Now all my lies are proved untrue
And I must face the men I slew.
What tale shall serve me here among
Mine angry and defrauded young?


The American Alan Seeger had joined the French Foreign Legion in 1914 and was killed in action two years later at Belloy-en-Santerre.  His poem “I have a rendezvous with death” was a favourite of President John F. Kennedy

 I have a rendezvous with Death
 At some disputed barricade,
 When Spring comes back with rustling shade
 And apple-blossoms fill the air—
 I have a rendezvous with Death
 When Spring brings back blue days and fair.

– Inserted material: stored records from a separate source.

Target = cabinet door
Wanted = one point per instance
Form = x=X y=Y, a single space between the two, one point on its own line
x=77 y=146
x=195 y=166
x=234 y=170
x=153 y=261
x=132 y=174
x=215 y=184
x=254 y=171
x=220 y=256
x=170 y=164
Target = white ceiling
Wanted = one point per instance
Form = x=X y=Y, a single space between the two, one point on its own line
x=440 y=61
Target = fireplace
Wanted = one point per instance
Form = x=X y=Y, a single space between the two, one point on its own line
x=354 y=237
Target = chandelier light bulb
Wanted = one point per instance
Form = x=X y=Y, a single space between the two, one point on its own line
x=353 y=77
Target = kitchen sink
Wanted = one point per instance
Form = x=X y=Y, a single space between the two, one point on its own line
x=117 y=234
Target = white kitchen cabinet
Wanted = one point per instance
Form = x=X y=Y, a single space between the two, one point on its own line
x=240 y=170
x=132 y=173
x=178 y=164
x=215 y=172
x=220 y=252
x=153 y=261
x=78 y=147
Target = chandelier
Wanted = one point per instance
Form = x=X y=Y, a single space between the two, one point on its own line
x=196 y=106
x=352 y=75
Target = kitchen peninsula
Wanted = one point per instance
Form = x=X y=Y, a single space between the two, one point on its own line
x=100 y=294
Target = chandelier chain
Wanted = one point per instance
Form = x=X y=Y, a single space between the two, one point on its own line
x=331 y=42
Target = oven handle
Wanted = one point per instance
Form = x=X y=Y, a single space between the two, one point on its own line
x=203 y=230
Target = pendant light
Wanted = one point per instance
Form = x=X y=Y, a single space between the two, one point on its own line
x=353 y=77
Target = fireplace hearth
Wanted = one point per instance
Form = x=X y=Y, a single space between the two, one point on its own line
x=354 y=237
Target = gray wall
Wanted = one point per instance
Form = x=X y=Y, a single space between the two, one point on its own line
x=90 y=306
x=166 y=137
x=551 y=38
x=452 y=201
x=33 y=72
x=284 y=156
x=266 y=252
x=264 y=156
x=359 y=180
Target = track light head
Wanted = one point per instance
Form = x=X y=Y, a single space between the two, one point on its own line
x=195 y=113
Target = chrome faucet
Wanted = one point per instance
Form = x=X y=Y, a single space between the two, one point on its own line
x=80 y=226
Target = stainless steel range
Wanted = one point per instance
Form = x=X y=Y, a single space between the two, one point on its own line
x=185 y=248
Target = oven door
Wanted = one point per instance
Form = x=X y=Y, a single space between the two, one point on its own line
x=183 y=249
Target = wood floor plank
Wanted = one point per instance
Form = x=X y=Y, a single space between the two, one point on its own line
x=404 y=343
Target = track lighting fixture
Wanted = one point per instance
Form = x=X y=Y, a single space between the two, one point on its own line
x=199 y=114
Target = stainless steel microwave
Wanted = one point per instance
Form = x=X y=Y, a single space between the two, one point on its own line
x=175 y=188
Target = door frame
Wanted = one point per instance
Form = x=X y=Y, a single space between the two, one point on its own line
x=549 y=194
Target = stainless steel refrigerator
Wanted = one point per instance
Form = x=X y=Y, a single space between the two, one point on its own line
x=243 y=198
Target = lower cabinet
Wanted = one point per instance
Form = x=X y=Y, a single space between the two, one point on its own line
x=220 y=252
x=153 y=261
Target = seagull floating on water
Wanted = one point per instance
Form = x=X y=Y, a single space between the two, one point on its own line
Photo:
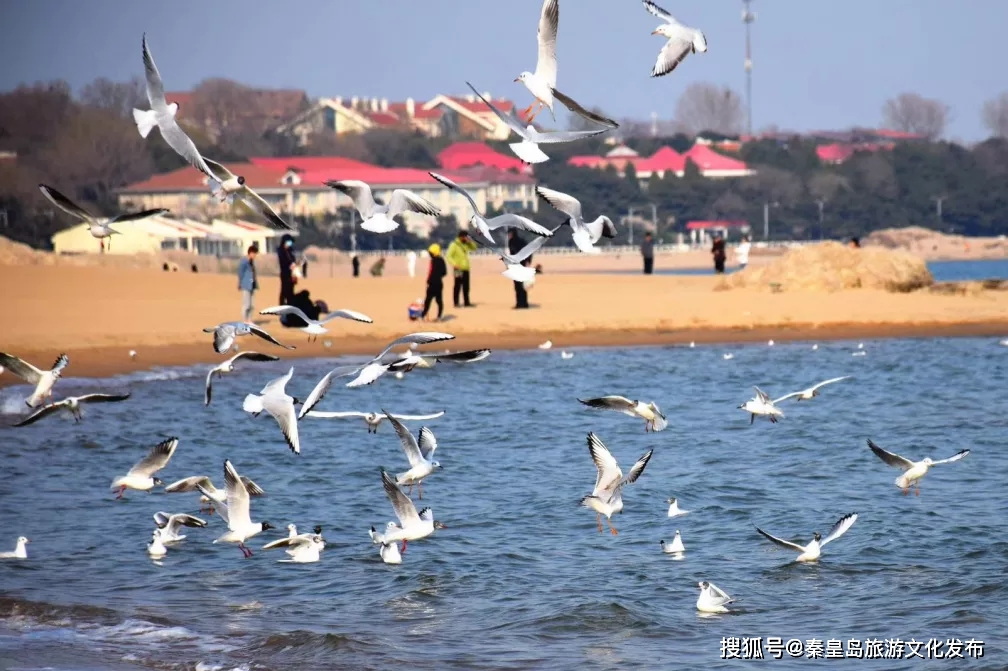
x=813 y=550
x=607 y=497
x=913 y=472
x=43 y=380
x=71 y=404
x=649 y=412
x=141 y=476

 During the Second World War, another generation of war poets (Alun Lewis, Keith Douglas and others) emerged to take their places alongside those who had fought in an earlier war.  Some things had changed and some had not; in To a Conscript of 1940, Herbert Read’s soldier sends a message to the soldiers of another war. In a different vein, Henry Reed’s wry sense of humour and keen observation in “Naming of Parts” captures perfectly the essence of the early weapon training lessons given to all new recruits and the unfamiliarity of it all for a mass citizen army. 
To-day we have naming of parts. Yesterday,
We had daily cleaning. And to-morrow morning,
We shall have what to do after firing. But to-day,
To-day we have naming of parts. Japonica
Glistens like coral in all of the neighbouring gardens,
And to-day we have naming of parts.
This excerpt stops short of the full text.